KCB Bank is now Eastern Africa’s largest bank by asset size on the back of an aggressive expansion of foreign subsidiaries.

KCB’s total assets stood at Ksh1.55 trillion in the year ending December, compared to Equity’s total assets of Ksh1.44 trillion, regulatory filings show.

However, KCB trailed Equity in profitability in the period with KCB stating it did not include the full-year profits from its recently acquired subsidiary in DRC.

KCB said it absorbed a loss of Ksh65 million out of the DRC business for the month of December.

Had KCB consequently consolidated a full year, it would have absorbed a profit of Ksh3.2 billion from the Congo unit.

Shareholders of both banking giants will be keenly waiting to see the performance of both lenders when they release their first-quarter results in the near term.

Equity pipped its Kenyan rivals including KCB in the year ended December 2022 when its profit before tax led the Kenyan banking industry at Ksh59.8 billion equivalent to Kshh2.5 billion ahead of KCB’s Ksh57.3 billion.

KCB is also the regional leader in terms of net loans and advances that stood at Ksh863.3 billion, up from Ksh675 billion in 2021.

The disclosures by the two top banks in their annual reports paint a picture of a cutthroat race for control of the banking industry. This comes at a time when the two lenders have embarked on aggressive regional expansion in the last decade as both lenders jostle to grab as much cash to become the region’s banking kings.

KCB chief executive Paul Russo and his Equity counterpart James Mwangi have maintained that the wider eastern Africa region offers an immense opportunity for new growth and signaled plans to continue with their expansion.

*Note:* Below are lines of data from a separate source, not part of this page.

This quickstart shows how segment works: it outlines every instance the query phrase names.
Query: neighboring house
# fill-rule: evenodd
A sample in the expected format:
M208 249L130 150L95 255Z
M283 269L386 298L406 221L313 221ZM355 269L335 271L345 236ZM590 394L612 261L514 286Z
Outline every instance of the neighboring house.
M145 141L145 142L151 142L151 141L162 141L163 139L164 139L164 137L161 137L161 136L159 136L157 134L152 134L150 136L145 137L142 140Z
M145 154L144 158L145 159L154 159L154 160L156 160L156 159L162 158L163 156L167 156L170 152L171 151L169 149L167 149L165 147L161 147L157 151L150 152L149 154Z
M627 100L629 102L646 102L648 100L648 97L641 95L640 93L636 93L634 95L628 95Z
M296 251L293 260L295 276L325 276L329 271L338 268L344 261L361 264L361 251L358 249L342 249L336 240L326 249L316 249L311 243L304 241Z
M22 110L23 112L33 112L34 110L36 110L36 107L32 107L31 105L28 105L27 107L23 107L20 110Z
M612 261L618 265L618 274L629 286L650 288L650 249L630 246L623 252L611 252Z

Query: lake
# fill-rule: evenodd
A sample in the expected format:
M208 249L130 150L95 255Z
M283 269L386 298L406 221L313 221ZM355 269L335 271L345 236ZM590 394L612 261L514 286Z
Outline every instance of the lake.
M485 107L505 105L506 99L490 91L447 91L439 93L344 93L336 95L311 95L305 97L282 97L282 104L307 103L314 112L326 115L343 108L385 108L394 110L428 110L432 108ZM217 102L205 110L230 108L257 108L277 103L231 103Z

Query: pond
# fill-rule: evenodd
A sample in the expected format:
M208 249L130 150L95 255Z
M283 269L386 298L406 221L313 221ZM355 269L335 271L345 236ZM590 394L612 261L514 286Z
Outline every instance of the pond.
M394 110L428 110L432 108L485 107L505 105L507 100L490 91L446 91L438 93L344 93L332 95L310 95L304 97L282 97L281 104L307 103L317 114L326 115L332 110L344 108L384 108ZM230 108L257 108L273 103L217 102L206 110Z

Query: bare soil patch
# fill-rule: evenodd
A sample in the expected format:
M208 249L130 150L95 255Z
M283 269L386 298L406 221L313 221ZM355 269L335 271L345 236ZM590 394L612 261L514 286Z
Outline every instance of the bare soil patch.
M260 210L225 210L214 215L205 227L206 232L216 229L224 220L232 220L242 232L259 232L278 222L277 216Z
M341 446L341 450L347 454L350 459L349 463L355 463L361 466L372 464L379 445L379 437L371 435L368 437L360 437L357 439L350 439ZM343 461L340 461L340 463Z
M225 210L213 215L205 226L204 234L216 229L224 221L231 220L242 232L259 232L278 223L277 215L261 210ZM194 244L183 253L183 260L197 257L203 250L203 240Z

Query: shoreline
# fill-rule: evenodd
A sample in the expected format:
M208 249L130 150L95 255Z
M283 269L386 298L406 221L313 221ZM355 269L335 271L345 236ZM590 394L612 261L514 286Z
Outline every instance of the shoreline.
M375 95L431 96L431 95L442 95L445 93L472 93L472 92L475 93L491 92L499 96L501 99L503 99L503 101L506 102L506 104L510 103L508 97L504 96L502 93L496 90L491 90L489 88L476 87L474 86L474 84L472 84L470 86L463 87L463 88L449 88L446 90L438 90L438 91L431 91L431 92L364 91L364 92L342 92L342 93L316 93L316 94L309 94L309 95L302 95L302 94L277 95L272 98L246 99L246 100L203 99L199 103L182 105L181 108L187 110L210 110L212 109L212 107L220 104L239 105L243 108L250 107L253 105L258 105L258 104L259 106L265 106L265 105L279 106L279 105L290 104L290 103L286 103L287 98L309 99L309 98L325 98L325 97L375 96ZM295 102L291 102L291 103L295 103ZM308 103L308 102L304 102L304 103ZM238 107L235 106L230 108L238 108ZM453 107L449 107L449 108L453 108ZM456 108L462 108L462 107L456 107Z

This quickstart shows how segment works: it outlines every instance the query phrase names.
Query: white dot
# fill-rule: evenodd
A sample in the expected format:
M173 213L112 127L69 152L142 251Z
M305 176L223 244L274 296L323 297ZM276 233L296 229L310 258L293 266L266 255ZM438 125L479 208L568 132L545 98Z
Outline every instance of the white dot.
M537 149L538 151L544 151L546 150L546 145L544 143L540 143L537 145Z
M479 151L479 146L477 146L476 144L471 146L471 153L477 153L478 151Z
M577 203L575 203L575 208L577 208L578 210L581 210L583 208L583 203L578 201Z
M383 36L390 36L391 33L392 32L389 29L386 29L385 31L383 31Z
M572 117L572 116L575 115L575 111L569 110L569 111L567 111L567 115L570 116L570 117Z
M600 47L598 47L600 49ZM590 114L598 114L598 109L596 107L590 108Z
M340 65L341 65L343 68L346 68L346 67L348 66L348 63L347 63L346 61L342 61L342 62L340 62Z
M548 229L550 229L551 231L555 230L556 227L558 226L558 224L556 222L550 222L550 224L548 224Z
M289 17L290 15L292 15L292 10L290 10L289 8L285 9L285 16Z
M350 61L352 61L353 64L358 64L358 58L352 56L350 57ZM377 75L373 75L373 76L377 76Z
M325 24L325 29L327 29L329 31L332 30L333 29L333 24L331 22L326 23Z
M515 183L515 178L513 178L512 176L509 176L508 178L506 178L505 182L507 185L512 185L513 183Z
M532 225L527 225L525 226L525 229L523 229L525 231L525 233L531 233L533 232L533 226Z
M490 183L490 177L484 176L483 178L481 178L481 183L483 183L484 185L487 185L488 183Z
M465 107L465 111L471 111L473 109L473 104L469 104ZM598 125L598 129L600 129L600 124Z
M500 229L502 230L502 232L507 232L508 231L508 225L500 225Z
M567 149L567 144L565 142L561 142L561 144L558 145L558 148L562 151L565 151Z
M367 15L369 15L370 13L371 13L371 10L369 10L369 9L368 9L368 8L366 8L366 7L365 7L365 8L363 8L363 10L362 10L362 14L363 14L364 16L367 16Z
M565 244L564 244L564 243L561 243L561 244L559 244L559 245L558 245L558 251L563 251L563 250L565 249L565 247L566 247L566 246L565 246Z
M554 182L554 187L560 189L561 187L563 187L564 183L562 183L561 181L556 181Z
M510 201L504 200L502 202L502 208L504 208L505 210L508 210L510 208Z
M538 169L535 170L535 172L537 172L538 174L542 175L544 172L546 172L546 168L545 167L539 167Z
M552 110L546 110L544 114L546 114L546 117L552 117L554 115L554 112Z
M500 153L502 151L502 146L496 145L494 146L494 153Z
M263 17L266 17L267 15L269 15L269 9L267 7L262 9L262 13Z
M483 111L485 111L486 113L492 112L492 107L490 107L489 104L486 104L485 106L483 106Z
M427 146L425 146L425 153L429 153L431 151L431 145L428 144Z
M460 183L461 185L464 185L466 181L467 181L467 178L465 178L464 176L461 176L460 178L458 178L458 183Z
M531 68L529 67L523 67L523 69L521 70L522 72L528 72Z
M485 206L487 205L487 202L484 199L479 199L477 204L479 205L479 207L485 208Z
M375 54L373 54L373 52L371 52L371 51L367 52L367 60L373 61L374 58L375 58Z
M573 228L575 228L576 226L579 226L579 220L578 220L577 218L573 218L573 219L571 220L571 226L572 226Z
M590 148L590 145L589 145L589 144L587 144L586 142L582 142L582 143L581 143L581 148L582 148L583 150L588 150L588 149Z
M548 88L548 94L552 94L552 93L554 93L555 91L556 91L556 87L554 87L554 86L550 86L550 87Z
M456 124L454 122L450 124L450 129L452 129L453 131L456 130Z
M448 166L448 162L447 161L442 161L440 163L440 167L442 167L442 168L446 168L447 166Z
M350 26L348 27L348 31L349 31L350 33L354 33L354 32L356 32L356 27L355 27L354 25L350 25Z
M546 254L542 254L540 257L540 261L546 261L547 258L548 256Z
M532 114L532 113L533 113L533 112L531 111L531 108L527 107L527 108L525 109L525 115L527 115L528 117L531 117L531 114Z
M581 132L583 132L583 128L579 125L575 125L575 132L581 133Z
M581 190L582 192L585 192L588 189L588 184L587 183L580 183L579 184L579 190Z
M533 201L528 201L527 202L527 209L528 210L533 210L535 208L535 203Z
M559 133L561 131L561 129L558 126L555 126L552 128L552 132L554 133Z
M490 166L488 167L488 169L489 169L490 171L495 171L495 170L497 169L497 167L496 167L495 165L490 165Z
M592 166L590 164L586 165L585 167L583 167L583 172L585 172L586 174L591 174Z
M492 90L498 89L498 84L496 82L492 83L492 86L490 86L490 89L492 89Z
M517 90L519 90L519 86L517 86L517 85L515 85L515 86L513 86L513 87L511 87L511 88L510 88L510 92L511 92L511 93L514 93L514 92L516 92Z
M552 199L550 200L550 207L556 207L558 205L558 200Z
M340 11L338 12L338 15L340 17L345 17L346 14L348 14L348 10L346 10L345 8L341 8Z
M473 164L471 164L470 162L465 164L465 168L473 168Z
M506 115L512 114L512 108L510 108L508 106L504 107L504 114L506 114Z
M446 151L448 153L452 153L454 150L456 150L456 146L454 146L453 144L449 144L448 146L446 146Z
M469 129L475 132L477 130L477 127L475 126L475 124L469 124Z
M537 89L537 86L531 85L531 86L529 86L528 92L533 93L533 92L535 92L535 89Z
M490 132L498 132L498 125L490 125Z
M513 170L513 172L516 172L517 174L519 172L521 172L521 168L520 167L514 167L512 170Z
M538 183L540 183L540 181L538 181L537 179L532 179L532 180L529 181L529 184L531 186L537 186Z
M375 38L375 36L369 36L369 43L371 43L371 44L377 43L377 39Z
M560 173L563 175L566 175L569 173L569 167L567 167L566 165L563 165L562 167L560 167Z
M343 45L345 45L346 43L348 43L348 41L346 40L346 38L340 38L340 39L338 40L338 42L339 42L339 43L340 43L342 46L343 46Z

According to the regulatory disclosures, KCB’s customer deposits stood at Ksh1.14 trillion ahead of Equity’s Ksh1.05 trillion.

KCB Group and Equity Group are the only two Kenyan-based banks with more than a trillion shillings in customer deposits base.

The gap is even wider in net customer loans with KCB leading the pack with Ksh863 billion, equivalent to Ksh156 billion more than Equity’s Ksh706 billion loan book.

KCB’s shareholder funds stood at Ksh200 billion, ahead of Equity’s Ksh182 billion.

KCB also has the largest branch network in the region. The Bank reported a total of 603 branches in the region in 2022. Which is almost double the footprint Equity reported of 337 in 2021 at a time its Group CEO says branchless banking will be the new normal in the near future.

KCB is also the largest employer in the banking sector with over 11,000 employees across the region.

KCB Bank Kenya total assets stood at Ksh971 billion ahead of Equity’s Ksh894 billion, revenue stood at Ksh93 billion ahead of Equity’s Ksh86 billion.